Erick DeOliveira, CFO
Yes. Regarding Career Explorer, it's encouraging to note that we announced the acquisition of Second Avenue Learning at the start of Q2. We mentioned that this team would help accelerate our roadmap and introduce new products quickly. Our career exploration product was launched by that team and made available in the market in Q3. This rapid go-to-market process, from the initial idea to actual sales, is impressive. We achieved bookings in the low six figures for this product alone. This is not only a positive sign for us internally but also indicates that the CTE market is eager for tools that help students move through training to obtain their desired qualifications and assist institutions in guiding students to the most suitable programs. We're pleased with how quickly we brought this product to market and the strong market response we received, finalizing sales within six months of acquiring Second Avenue. This suggests that we are well-positioned for growth in this segment moving forward.
Paul Kellenberger, CEO
By the way, Jared, one other detail, really tactical, but you probably noticed within the last 6 weeks or so, we announced, I'll say, a broadening of our suite in the robotics applications area. Next week, we'll drop another press release on another important area within the CTE that is going to broaden our offering as well.
Jared Osteen, Analyst
Great. And then you recently announced the global availability of the Inspired laptop. Could you discuss how the international segment is contributing to the business? And separately, whether you're seeing any remaining tariff or supply chain challenges?
Paul Kellenberger, CEO
So let me take the first one about the international piece of it. And then Erick, I'll let you take the tariff piece. Internationally, I would say we've always had very strong demand. It's not an area where we, quite frankly, have really focused or invested. And obviously, given the disruptive year we've had this year so far in the U.S., we have given it a little bit more focus. And in one of the recent press releases, we talked about our partners in Italy, Bulgaria, and Poland. Part of the GEMS focus; and again, GEMS is headquartered in Dubai, and it's very much a premium-oriented private school system; is for us to expand internationally. And so I think you're going to see more and more of that coming, and we've got more, and we're building more and more of a pipeline in that area. On the tariffs, I'll hand that over to Erick to cover the second part. And if you didn't cover it, Jared, to your satisfaction, you can follow up with some of the questions. Go ahead, Erick.
Erick DeOliveira, CFO
Yes. I think the tariffs were most disruptive to the sales motion in Q1 and early Q2 when they were moving around so much and remained unsettled. Where we are now in Q3, and you'll see this in our filings, they have an impact of about 1 percentage point of gross margin.
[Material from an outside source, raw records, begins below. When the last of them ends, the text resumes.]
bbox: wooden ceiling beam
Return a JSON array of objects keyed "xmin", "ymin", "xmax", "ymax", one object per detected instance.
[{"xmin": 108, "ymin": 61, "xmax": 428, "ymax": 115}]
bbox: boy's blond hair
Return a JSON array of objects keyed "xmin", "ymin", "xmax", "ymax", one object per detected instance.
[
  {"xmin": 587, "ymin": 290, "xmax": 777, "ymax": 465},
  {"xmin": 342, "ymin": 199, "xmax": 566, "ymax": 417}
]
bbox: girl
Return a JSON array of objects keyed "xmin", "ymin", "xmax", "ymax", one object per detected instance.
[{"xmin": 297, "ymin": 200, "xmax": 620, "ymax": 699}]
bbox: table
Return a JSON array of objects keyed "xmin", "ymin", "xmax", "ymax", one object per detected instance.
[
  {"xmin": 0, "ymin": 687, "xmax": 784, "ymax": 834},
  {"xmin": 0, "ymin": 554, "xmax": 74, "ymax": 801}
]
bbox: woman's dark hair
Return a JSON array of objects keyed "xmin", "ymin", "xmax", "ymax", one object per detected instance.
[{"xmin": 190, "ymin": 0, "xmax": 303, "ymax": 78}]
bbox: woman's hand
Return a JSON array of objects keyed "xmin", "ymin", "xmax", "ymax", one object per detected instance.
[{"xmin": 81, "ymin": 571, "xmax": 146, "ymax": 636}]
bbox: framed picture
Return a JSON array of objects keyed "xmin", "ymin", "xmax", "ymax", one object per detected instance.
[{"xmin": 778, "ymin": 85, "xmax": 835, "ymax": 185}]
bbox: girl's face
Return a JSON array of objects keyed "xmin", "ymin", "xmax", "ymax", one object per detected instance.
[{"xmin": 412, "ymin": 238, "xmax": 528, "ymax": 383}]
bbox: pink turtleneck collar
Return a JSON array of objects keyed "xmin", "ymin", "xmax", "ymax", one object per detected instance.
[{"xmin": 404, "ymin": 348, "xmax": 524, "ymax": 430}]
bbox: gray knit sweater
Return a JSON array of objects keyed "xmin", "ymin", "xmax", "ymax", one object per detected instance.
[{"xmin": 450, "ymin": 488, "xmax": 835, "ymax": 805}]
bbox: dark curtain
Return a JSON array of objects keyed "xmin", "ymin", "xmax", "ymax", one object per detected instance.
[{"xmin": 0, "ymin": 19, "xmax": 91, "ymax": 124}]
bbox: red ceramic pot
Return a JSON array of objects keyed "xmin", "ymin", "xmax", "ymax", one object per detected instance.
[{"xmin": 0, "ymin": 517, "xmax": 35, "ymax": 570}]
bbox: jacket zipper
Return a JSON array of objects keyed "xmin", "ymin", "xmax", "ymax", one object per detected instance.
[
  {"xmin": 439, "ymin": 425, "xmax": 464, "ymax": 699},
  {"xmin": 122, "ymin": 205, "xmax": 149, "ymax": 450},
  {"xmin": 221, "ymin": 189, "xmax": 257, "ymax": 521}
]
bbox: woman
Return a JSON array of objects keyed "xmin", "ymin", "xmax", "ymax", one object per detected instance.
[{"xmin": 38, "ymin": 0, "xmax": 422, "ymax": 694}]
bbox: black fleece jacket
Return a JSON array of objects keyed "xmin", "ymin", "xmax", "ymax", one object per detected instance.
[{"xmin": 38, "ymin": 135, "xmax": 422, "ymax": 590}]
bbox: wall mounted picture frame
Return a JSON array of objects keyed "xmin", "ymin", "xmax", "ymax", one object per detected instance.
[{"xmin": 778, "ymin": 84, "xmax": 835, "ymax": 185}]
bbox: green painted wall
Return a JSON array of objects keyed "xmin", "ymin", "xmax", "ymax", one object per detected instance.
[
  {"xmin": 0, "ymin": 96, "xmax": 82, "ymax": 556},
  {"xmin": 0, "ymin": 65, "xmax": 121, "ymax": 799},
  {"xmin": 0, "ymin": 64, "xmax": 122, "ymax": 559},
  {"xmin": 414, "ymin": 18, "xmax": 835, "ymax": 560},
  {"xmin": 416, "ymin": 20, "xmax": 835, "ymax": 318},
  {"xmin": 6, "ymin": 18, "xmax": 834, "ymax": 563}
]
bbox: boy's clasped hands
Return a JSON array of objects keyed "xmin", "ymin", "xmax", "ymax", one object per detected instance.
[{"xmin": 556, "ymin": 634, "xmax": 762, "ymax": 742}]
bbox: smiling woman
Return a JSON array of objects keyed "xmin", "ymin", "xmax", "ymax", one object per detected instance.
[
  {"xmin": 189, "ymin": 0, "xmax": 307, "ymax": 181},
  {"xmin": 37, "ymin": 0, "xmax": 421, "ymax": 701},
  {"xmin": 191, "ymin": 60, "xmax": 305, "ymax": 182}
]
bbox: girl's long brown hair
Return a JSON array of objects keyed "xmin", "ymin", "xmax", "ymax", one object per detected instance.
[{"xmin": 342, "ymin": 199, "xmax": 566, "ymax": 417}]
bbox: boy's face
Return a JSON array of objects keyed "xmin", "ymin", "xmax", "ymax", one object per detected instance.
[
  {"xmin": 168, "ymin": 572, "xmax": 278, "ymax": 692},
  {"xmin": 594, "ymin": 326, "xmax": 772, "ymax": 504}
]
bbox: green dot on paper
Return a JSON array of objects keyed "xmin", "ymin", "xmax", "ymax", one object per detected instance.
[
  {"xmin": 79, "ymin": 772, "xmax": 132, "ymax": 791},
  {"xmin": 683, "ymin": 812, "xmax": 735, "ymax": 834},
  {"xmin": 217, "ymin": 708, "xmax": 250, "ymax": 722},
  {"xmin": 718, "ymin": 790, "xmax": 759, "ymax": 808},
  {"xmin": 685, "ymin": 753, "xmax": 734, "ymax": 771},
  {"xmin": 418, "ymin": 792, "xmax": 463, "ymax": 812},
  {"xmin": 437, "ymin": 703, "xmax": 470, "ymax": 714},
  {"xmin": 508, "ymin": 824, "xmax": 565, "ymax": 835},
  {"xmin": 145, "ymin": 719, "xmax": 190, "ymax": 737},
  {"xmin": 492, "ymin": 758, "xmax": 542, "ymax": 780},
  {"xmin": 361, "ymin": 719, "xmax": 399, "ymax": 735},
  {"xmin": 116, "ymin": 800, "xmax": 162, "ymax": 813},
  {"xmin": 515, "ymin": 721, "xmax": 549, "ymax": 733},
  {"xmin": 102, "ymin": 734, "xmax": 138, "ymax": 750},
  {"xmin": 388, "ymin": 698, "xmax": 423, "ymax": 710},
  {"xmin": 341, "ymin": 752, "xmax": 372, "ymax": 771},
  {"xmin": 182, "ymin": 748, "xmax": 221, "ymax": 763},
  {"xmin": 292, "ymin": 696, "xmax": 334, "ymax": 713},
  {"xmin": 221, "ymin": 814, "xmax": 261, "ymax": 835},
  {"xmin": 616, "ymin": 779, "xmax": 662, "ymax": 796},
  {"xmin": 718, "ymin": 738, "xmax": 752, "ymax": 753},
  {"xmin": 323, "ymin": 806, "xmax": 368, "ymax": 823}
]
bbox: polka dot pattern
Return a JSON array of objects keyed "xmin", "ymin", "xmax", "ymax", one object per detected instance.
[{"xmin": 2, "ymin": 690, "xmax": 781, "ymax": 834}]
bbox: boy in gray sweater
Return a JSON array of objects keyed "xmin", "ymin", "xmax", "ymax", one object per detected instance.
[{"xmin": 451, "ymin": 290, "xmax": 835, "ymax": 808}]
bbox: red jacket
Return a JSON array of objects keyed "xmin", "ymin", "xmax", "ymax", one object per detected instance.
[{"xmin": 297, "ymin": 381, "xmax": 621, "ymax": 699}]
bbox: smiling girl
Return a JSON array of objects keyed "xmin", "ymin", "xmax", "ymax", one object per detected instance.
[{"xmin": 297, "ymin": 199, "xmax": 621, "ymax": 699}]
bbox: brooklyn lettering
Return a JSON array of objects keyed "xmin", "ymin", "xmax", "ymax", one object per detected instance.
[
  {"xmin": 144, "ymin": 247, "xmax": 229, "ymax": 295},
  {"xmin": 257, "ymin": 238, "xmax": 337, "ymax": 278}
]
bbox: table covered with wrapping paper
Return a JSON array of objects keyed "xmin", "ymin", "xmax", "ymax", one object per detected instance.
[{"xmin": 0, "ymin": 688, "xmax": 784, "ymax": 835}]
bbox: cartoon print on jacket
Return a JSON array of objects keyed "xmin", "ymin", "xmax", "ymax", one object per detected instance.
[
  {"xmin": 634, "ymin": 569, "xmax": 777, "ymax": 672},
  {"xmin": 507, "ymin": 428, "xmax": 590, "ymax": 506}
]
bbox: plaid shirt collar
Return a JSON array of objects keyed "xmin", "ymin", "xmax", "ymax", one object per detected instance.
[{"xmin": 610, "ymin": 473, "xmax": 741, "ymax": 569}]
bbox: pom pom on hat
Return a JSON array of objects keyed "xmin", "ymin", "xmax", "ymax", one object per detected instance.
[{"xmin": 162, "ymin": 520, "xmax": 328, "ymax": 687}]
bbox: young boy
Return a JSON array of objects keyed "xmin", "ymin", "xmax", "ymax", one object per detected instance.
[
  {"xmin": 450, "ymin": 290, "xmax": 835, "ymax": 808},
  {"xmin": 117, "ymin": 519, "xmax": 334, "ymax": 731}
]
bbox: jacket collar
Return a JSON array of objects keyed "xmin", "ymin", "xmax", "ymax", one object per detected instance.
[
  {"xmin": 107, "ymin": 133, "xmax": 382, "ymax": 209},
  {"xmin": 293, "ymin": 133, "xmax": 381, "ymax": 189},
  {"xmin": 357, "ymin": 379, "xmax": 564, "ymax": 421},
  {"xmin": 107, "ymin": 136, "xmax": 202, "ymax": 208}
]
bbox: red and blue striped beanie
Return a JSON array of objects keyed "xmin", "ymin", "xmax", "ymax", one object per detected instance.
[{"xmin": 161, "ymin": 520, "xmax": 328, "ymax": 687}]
We've been treating the tariffs for the most part as a pass-through on a dollar basis, but that still creates a small amount of gross margin compression just because we're not marking up the tariff impact to us. You'd asked about impacts on supply chain as well. We haven't really noticed so much of a dislocation in terms of supply chain as a result of tariffs. The bigger impact is coming right now from just uncertainty in how education funding ultimately flows from federal level funding vehicles down to individual schools where a superintendent can make those decisions. And at that level, tariffs are less of a factor; funding is more of a factor. On the P&L, tariffs do show up as a factor but relatively modest impact to gross margins given the other tailwinds that we've picked up on a profitability basis. Is that helpful?
Jared Osteen, Analyst
Yes. And then I think last quarter, you had spoken about shifting some of the manufacturing of core components from China to Thailand. Can you talk to whether that started to become a benefit or where we're at on that? And then also with the hinting of new hardware coming out, can you talk to anything new about where we should expect margins to trend from here with that?
Paul Kellenberger, CEO
Erick, how about I take that first, and you can add to it. I'll let you talk about.
Erick DeOliveira, CFO
Sure, I'd be happy to. The main factors contributing to our margin expansion have been discussed previously. One key element is the balance between software and hardware. This has been evident this quarter, with this mix typically driving 200 to 300 basis points of margin growth each year. We see structural changes in our software and hardware revenues. On the software side, as we launch more first-party content, it will impact software sales and costs, which we will outline in our report. Regarding hardware, it's important to understand that improvements will come in steps rather than a continuous upward trend, particularly with new laptops featuring better price-performance ratios. With the introduction of new tracking and interaction devices, we anticipate small, yet noteworthy, improvements in hardware costs over time. The advantages of these changes are twofold: first, there will be a significantly enhanced user experience; second, logistics will improve with fewer peripherals needing management, which is appealing for IT directors in school districts. This leads to reduced costs due to less hardware in the ecosystem. As fewer items need to be shipped for solutions provided to schools, we expect to see improvements in shipping and handling. Overall, while these changes are modest, they are structural, and we expect to see a one-time improvement that will be maintained in future reporting periods.
Operator, Operator
I'm showing there are no further questions at this time. I will now turn the call back over to Mr. Paul Kellenberger for any closing remarks.
Paul Kellenberger, CEO
Thank you. So this concludes our earnings call, and I just want to thank everybody for participating. And we're looking forward to the next one and getting through the fourth quarter here and through 2025. Thanks to everyone.
Operator, Operator
This concludes today's conference call. Thank you for your participation, and you may now disconnect.